How long did it take you to buy fuel into your car last week? And, at what cost, time and money? Now, how much of that hard-earned fuel did you burn in unnecessary traffic jam, much of it caused by queues at the few filling stations dispensing fuel?
It is a cycle; we were at this point some time in the past, then we were told never again shall we see fuel queues. It is actually one of the achievements of the outgoing government. But the administration also realised that the feat came at a great cost to it and the national treasury. However, when it took steps to review it, the pain for the poor and the likely denial of comfort for the few fat cats in the society stood in its way. The upset last week was artificial. It was caused by marketers’ refusal to lift fuel, until the government honoured the outstanding subsidy payment. The stunt worked. Government announced payment of N156 billion!
Perhaps we are getting close to the solution. For, there are people who believe that the term petroleum subsidy is a scam, both in concept and in practice. The good news is that Professor Tam David-West, a leading voice in this school of thought, and many others are influential friends of Muhammadu Buhari, retired general and former head of state who is warming up to re-take the mantle of leadership come May 29. These people also believe that we should be paying far less for one litre of fuel. Therefore the chorus in town is that subsidy is gone for good! So must the queue, as we expect the new government to track the billions believed to have evaporated from the vault of the Nigerian National Petroleum Corporation, NNPC.
That, we are assured, will be done through the restructuring of the NNPC, a corporation considered a good candidate for probe. To find out the leaks in NNPC and the authenticity of the alleged missing oil money, for example the alleged missing $20 billion, is cheering news. But with efforts that have gone into the search for the money, we wonder whether it will not amount to another Wild Goose Chase. That is the basis for the story written by Salif Atojoko, deputy general editor, business and special projects. He sieved through the reports by the Senate and the forensic report on the same issue. The story is one of our special reports.
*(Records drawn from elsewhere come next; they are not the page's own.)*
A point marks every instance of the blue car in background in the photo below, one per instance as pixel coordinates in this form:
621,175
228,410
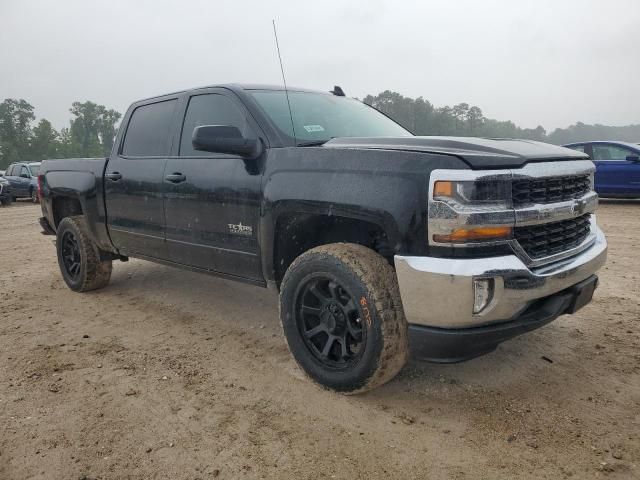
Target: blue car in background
617,167
23,180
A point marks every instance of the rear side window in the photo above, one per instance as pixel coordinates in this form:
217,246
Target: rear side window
149,130
211,109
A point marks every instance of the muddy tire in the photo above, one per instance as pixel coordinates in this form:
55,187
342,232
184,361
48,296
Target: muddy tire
79,257
342,317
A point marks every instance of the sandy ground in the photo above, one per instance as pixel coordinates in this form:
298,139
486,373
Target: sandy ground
172,374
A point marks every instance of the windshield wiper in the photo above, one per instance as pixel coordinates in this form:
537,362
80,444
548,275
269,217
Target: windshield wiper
312,143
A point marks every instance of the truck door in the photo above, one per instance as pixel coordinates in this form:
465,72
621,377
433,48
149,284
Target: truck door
212,200
134,180
615,174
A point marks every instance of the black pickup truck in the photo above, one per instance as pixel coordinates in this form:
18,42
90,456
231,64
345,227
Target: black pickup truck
379,242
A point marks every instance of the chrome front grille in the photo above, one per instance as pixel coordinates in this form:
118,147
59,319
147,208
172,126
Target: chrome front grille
549,189
548,239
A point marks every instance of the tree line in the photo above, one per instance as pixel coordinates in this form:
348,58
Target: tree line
422,118
92,128
90,133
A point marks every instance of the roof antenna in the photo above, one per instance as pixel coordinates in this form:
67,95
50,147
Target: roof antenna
284,80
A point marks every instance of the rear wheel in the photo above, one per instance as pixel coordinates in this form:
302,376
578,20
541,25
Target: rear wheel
342,317
79,258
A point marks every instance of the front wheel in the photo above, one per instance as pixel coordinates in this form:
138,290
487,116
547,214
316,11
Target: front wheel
79,258
342,317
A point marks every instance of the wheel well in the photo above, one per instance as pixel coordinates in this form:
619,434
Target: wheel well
65,207
297,233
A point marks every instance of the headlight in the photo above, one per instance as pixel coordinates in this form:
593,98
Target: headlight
464,211
470,192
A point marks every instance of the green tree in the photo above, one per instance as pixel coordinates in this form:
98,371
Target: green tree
107,129
44,141
15,130
84,128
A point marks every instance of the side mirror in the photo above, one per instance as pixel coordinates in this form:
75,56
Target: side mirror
225,139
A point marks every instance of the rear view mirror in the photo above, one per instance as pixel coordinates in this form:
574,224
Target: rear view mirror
225,139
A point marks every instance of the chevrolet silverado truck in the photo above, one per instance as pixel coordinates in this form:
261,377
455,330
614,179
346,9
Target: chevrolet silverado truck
378,242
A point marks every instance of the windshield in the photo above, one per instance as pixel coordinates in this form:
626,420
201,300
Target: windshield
320,117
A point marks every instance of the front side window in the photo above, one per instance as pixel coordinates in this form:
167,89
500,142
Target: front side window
610,152
211,109
320,117
149,130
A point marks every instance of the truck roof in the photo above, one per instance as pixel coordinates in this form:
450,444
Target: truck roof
237,87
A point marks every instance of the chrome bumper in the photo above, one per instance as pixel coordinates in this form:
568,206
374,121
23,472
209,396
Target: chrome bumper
438,292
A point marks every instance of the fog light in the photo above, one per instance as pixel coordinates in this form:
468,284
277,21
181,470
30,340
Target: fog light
482,293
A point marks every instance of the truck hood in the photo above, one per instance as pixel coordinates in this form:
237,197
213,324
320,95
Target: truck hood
478,153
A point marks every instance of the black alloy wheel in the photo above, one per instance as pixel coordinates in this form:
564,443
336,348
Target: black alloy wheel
71,255
330,322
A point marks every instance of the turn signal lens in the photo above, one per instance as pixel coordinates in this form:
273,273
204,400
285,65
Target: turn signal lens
463,235
443,189
482,294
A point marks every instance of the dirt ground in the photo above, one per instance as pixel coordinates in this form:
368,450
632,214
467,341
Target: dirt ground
172,374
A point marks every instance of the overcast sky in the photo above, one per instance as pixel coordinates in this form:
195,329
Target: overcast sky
534,62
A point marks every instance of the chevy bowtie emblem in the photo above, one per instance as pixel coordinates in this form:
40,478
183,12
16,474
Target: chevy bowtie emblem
578,207
240,229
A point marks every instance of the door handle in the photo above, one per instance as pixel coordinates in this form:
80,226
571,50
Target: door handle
176,177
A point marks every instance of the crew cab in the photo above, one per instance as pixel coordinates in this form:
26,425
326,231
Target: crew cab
22,177
378,241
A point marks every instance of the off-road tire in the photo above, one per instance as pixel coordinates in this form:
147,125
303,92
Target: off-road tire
370,279
93,273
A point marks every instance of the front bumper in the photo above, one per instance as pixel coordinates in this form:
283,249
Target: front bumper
449,345
438,292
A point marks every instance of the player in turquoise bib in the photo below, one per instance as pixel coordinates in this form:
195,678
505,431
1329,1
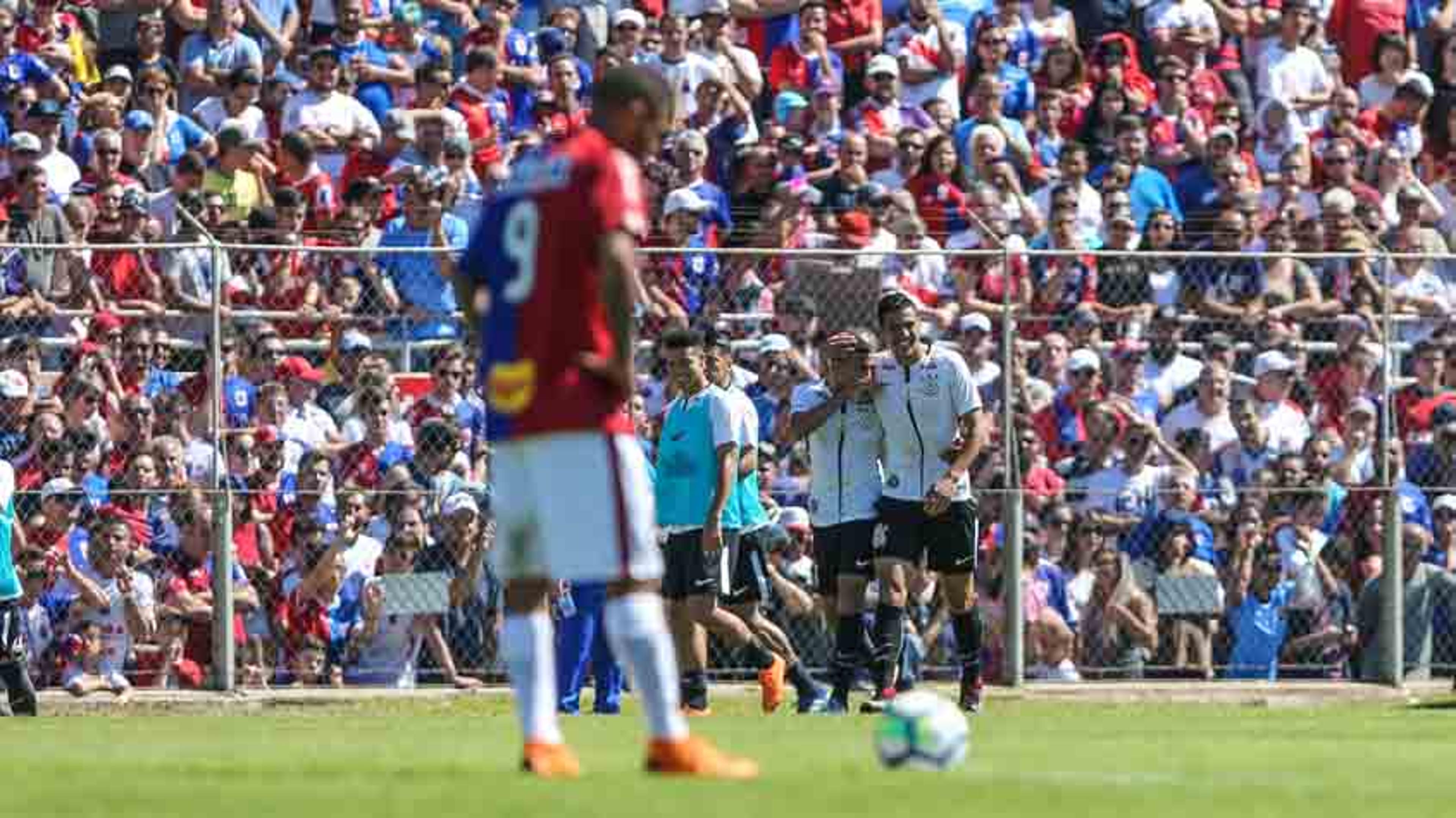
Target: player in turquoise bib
697,478
14,674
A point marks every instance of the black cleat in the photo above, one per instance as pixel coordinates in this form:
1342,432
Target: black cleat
972,699
879,702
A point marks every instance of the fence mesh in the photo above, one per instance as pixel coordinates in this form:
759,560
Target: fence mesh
1209,449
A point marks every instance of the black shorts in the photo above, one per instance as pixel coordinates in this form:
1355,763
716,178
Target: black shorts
749,580
12,634
846,549
689,571
948,542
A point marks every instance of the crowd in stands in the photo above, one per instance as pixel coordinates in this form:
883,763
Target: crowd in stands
1200,439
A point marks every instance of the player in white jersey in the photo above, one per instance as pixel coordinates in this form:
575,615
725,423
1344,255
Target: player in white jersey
838,417
934,433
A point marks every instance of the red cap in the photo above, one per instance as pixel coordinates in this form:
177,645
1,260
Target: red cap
102,324
855,229
296,367
1129,347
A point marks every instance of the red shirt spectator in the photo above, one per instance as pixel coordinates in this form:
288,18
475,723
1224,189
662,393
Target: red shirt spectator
1355,27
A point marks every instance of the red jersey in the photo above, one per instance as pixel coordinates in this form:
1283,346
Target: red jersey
319,194
546,310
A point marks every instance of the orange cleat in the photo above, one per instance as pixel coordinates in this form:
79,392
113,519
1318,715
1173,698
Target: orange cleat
700,759
549,760
771,680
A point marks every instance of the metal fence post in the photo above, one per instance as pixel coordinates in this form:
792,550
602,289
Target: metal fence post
1012,501
1392,580
223,661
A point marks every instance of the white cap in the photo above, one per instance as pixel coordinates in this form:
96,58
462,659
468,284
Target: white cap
355,340
25,140
883,64
974,321
1273,362
1363,407
1084,360
459,501
685,200
629,17
1224,132
57,487
14,385
775,343
794,517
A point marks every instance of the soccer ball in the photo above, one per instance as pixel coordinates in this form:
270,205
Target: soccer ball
922,731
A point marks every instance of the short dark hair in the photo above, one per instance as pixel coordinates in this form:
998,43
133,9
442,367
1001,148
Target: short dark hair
625,85
481,59
683,340
299,146
893,302
1129,123
289,197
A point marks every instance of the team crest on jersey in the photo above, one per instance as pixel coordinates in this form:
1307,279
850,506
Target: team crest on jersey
511,386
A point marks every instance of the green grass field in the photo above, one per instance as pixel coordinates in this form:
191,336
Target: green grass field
1028,759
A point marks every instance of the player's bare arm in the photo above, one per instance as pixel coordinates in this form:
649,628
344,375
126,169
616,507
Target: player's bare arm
973,431
621,291
727,480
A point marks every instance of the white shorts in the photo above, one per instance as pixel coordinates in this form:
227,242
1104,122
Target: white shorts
574,506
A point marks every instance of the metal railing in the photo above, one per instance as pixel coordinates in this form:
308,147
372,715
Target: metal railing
1008,321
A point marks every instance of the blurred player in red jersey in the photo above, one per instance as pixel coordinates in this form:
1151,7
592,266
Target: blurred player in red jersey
555,255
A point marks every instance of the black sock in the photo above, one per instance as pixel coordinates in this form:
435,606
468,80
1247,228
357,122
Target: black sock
803,682
867,638
969,642
758,655
18,685
695,691
849,641
890,635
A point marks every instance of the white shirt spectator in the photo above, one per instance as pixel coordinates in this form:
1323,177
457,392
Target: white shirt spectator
1175,376
1181,14
924,273
62,174
1292,75
1423,283
338,111
212,113
116,635
1286,426
1189,417
1090,209
683,76
921,50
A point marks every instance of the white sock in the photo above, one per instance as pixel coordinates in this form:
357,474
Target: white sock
530,658
638,635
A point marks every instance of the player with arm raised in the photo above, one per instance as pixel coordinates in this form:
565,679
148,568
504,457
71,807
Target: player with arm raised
15,676
838,417
555,258
934,433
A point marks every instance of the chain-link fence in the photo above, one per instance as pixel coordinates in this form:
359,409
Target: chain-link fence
1202,462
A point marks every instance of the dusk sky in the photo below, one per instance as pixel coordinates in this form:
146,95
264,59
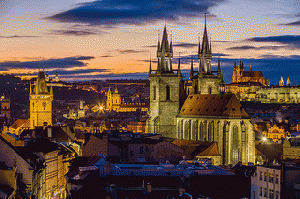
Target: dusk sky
86,40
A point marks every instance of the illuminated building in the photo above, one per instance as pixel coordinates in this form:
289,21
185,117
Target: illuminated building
206,114
113,103
40,103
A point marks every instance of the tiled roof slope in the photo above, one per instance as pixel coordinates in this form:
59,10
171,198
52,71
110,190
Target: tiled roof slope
226,105
211,151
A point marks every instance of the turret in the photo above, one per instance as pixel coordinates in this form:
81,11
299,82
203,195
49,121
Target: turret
288,82
219,68
192,70
164,54
204,54
178,70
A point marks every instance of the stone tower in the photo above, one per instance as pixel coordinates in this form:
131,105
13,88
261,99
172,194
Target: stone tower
40,103
166,91
208,81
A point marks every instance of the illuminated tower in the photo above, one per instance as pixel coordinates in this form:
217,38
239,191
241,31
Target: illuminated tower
5,107
166,89
40,103
208,81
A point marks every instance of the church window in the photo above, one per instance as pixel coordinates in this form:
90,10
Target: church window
167,92
260,191
209,90
201,132
235,147
154,92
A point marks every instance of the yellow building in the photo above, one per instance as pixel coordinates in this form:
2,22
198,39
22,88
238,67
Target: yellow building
40,103
113,103
275,133
291,148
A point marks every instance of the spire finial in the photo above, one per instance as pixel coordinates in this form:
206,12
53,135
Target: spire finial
205,19
150,68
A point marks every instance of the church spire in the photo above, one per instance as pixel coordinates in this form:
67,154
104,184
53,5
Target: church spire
281,82
150,68
164,54
288,82
192,70
178,71
204,54
219,68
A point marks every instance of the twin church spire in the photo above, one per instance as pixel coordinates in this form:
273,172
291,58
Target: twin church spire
165,55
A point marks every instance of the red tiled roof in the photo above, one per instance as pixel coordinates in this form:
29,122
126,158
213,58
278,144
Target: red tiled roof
212,105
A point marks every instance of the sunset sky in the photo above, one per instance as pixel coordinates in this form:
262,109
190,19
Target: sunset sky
86,40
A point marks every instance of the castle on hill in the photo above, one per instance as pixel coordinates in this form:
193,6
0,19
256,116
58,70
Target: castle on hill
204,112
115,103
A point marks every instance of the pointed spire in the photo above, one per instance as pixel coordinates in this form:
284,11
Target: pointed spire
288,82
219,67
199,46
178,71
158,44
205,43
281,82
164,42
150,68
192,70
171,45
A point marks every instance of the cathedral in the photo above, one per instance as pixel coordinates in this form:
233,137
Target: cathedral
40,103
245,84
113,103
204,113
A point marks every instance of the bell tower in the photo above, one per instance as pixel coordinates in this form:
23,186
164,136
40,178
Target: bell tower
208,80
166,91
40,103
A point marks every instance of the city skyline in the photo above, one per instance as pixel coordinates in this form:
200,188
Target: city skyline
86,40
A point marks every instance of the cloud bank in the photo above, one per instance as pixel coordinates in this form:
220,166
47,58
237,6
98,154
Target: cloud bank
114,12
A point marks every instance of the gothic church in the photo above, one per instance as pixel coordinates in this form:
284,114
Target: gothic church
205,113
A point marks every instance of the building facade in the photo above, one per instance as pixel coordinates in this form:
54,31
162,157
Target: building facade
40,103
206,114
113,103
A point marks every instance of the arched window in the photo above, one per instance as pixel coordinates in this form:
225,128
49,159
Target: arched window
167,92
195,130
154,92
209,90
210,131
235,146
201,132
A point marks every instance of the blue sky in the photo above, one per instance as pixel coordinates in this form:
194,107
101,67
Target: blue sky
85,40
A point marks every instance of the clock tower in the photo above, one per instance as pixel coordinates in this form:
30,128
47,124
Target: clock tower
40,103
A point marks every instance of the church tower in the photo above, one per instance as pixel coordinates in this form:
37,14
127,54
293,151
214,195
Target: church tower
208,81
40,103
166,91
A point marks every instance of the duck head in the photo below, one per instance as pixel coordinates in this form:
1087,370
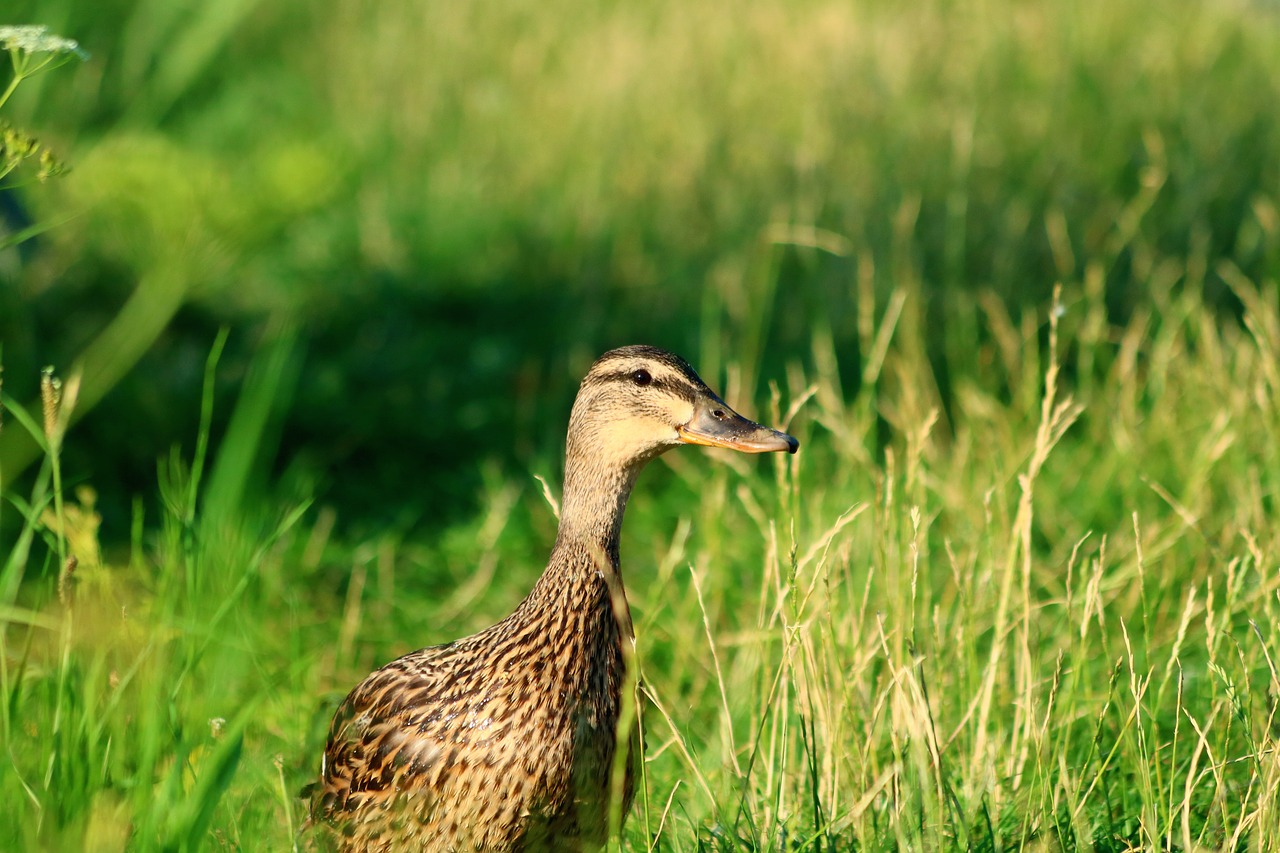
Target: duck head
639,401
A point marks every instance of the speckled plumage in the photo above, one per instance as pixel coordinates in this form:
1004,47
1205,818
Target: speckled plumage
504,740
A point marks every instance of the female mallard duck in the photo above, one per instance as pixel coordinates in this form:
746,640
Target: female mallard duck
504,740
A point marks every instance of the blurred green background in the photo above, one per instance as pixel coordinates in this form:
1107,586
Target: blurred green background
446,210
406,229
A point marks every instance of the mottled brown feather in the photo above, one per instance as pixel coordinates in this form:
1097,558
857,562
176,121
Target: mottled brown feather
504,740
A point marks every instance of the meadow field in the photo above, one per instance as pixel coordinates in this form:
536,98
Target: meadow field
288,354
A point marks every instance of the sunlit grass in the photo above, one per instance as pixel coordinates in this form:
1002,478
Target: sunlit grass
1020,585
1050,623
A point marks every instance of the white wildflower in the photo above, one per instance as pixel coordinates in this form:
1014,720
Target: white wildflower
36,39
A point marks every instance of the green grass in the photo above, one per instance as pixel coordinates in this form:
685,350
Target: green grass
1048,620
1020,588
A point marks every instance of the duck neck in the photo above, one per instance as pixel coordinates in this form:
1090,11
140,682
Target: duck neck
594,501
584,573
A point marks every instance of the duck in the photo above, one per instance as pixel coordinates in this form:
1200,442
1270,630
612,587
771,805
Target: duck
506,740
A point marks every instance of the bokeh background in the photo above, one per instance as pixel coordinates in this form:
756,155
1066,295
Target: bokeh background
332,270
439,213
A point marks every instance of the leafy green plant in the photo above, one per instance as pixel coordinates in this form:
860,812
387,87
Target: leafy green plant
32,49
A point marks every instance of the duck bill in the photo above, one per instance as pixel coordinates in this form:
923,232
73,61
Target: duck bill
717,425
While the country waits for Buhari, something happened last week that raises a signal about the temperament of the incoming administration. The temporary ban of the Africa Independent Television, AIT, raises question about how tolerant the new president would be of the press. Anayochukwu Agbo, general editor and head of Abuja Bureau, while also considering the antecedent of the general, points out the dangers inherent in the decision that even the All Progressives Congress, APC had to quickly reverse. The story, Media: The Buhari Albatross, is the cover in this edition.
The second special report is on the fate of families who lost loved ones to election-related violence in the last exercise. Iseribhor Okhueleigbe, assistant editor who was in Rivers State for the two election days anchored the story, The Forgotten Victims, with reports from other places.